As @Pentium10 mentioned, setting allow large results will allow you to return the larger results from the flattened query. Usually the signal that you should use "allow large results" is that you see a "result too large" error.

However, there is another part of your query that is unparallelizable: the ORDER BY operation. Is this required? Usually, we've found that most of the time when ORDER BY is used on large tables, what people really want is an ORDER BY ... LIMIT (which can be done efficiently and in parallel). Or they are just adding the ORDER BY because it makes it easier to eyeball the results. If you can drop the ORDER BY it will likely make your query faster and scale better as the data size increases.

0
votes

I've been through exactly the same problem and I really wanted the ORDER BY, so Jordan Tigani's answer wasn't an option.
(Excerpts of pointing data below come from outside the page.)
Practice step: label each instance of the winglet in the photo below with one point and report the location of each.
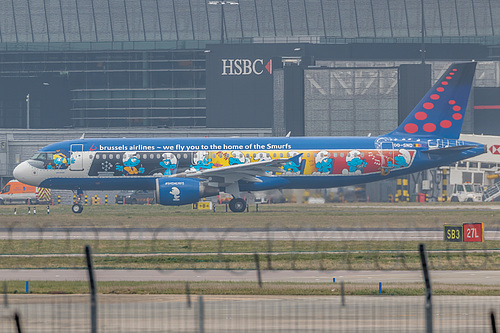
(441, 112)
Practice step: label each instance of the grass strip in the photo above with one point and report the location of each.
(76, 246)
(249, 288)
(317, 261)
(278, 215)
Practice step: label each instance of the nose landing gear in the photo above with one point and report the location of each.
(77, 207)
(237, 205)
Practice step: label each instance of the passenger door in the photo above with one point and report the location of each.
(76, 157)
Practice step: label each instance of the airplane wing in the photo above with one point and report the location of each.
(446, 150)
(246, 172)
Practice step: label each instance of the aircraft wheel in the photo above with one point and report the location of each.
(237, 205)
(77, 209)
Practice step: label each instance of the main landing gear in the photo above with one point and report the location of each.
(237, 205)
(77, 207)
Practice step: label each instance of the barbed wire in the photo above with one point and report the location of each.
(168, 248)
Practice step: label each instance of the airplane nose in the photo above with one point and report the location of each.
(24, 172)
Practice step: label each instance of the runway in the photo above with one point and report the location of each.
(399, 234)
(219, 313)
(448, 277)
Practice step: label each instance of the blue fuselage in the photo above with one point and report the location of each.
(115, 164)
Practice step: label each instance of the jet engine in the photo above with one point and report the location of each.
(181, 191)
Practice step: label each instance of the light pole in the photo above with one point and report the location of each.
(28, 111)
(222, 3)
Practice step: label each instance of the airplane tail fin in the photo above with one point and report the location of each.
(441, 111)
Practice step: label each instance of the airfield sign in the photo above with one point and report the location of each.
(468, 232)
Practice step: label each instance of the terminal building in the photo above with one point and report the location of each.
(223, 68)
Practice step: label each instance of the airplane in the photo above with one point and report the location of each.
(183, 170)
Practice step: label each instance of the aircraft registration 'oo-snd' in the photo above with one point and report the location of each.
(184, 170)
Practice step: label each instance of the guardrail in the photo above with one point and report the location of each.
(234, 249)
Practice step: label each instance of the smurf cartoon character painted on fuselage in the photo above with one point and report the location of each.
(292, 167)
(130, 163)
(169, 162)
(175, 193)
(237, 158)
(323, 162)
(355, 163)
(400, 161)
(201, 161)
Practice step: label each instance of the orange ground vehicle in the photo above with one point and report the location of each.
(17, 192)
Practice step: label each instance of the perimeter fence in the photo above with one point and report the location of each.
(233, 249)
(183, 313)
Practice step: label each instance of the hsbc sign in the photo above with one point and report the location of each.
(245, 67)
(495, 149)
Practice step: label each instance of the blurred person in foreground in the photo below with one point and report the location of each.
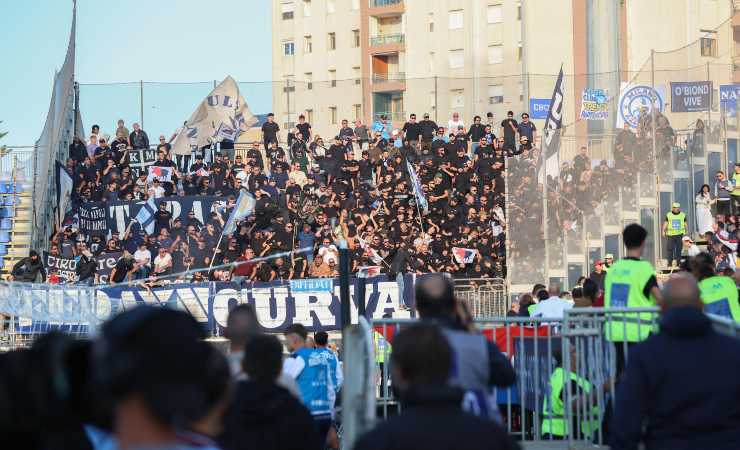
(160, 383)
(264, 415)
(479, 364)
(681, 387)
(431, 417)
(242, 325)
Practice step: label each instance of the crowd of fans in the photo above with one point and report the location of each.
(309, 194)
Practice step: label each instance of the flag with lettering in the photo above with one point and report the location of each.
(163, 174)
(416, 184)
(553, 128)
(145, 217)
(224, 112)
(244, 208)
(464, 255)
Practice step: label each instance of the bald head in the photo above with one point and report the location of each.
(681, 290)
(554, 289)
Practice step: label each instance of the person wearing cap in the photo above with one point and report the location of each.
(599, 274)
(735, 194)
(674, 227)
(428, 130)
(608, 261)
(689, 249)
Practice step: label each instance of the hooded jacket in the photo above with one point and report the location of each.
(431, 419)
(266, 416)
(684, 383)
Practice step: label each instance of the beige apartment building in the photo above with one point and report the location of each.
(358, 59)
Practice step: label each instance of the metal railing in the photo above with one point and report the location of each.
(578, 347)
(382, 3)
(379, 78)
(384, 39)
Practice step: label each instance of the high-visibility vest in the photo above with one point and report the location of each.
(676, 223)
(736, 183)
(553, 410)
(623, 286)
(720, 298)
(382, 346)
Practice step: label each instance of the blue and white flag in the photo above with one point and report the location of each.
(464, 255)
(553, 128)
(244, 208)
(145, 217)
(418, 192)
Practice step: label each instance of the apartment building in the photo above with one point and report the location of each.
(358, 59)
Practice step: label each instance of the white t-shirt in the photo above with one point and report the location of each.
(156, 191)
(161, 262)
(552, 308)
(452, 125)
(143, 257)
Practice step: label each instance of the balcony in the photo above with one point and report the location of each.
(387, 39)
(381, 8)
(384, 3)
(388, 82)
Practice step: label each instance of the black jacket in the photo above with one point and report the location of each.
(684, 383)
(27, 270)
(431, 419)
(265, 416)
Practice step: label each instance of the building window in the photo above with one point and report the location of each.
(495, 14)
(496, 94)
(457, 59)
(495, 54)
(709, 46)
(457, 98)
(287, 10)
(456, 19)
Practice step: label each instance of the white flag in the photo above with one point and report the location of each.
(224, 108)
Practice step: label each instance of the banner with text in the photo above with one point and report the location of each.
(275, 303)
(691, 96)
(121, 213)
(594, 104)
(93, 219)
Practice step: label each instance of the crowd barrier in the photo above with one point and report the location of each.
(535, 347)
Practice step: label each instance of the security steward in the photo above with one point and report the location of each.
(674, 227)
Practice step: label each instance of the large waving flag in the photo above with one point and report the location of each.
(244, 208)
(223, 114)
(145, 217)
(464, 255)
(416, 184)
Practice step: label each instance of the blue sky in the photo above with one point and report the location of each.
(124, 41)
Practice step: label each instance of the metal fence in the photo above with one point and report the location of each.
(579, 346)
(485, 297)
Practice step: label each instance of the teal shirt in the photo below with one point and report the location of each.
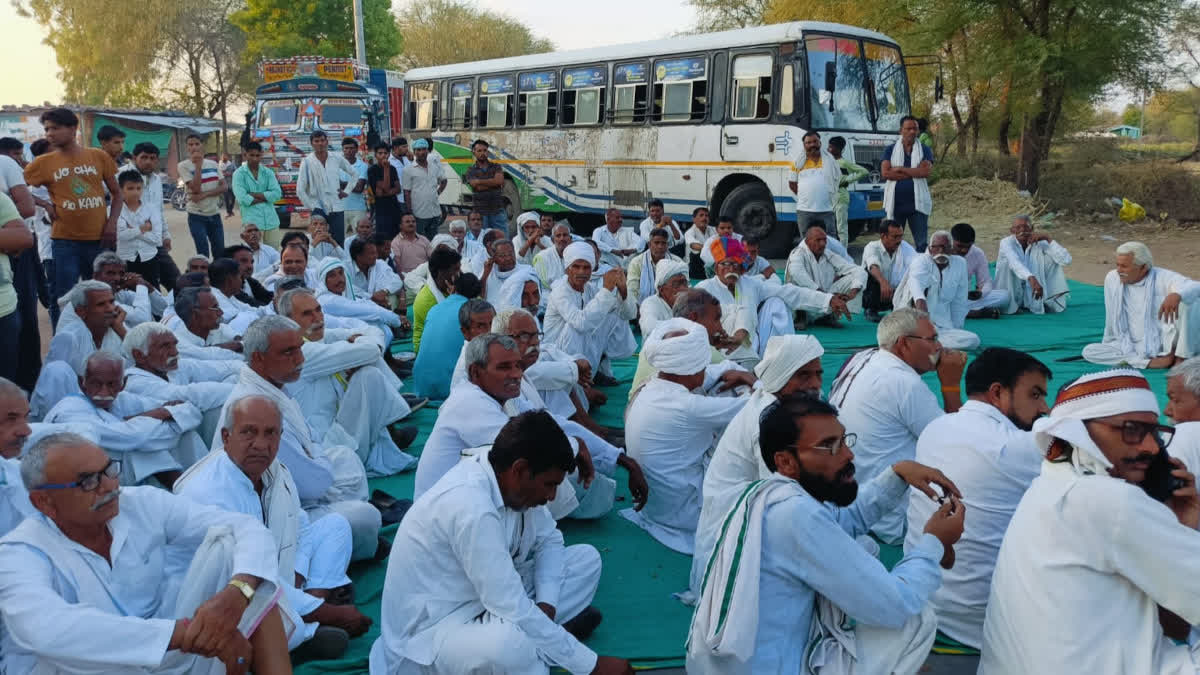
(245, 184)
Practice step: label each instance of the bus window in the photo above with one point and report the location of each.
(496, 101)
(629, 94)
(751, 87)
(460, 105)
(583, 95)
(423, 100)
(538, 99)
(681, 89)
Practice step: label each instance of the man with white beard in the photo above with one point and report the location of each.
(670, 430)
(937, 284)
(1151, 315)
(151, 440)
(347, 393)
(1030, 268)
(329, 478)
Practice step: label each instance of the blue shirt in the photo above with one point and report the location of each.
(905, 201)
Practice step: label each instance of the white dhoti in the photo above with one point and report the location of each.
(491, 645)
(996, 298)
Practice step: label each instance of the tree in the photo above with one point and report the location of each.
(318, 28)
(454, 31)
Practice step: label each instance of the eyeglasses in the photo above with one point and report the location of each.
(1133, 431)
(87, 482)
(846, 441)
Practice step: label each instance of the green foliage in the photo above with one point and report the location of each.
(454, 31)
(321, 28)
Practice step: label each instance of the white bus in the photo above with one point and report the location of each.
(705, 120)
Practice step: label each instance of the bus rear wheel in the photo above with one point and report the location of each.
(753, 210)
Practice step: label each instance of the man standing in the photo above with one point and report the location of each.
(466, 595)
(1151, 315)
(887, 262)
(256, 189)
(984, 300)
(486, 181)
(423, 183)
(937, 284)
(319, 185)
(618, 244)
(1030, 268)
(882, 399)
(1104, 537)
(906, 167)
(205, 189)
(61, 614)
(76, 178)
(851, 173)
(787, 573)
(987, 449)
(815, 184)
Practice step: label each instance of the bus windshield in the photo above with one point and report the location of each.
(845, 79)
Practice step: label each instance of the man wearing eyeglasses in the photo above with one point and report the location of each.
(787, 574)
(988, 451)
(881, 398)
(85, 585)
(1104, 538)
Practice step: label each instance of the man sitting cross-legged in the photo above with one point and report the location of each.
(988, 451)
(984, 300)
(329, 478)
(347, 393)
(85, 589)
(810, 266)
(479, 579)
(153, 440)
(1151, 314)
(1029, 266)
(247, 478)
(786, 574)
(670, 430)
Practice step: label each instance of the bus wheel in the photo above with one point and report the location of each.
(511, 205)
(754, 213)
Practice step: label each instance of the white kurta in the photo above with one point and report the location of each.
(329, 478)
(354, 411)
(453, 604)
(1092, 551)
(591, 323)
(144, 444)
(945, 292)
(671, 432)
(1043, 260)
(882, 400)
(67, 610)
(609, 242)
(1131, 318)
(993, 463)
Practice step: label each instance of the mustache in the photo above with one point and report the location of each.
(103, 501)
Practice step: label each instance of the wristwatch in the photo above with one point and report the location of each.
(244, 587)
  1. Run the query without ORDER BY and save in a dataset table.

  2. Export the content from that table to a bucket in GCS using wildcard (BUCKETNAME/FILENAME*.csv)

  3. Download the files to a folder in your machine.

  4. Install XAMPP (if you get a UAC warning) and change some settings after.

  5. Start Apache and MySQL in your XAMPP control panel.

  6. Install HeidiSQL and stablish the connection with your MySQL server (installed with XAMPP)

  7. Create a database and a table with its fields.

  8. Go to Tools > Import CSV file, configure accordingly and import.

  9. Once all data is imported, do the ORDER BY and export the table.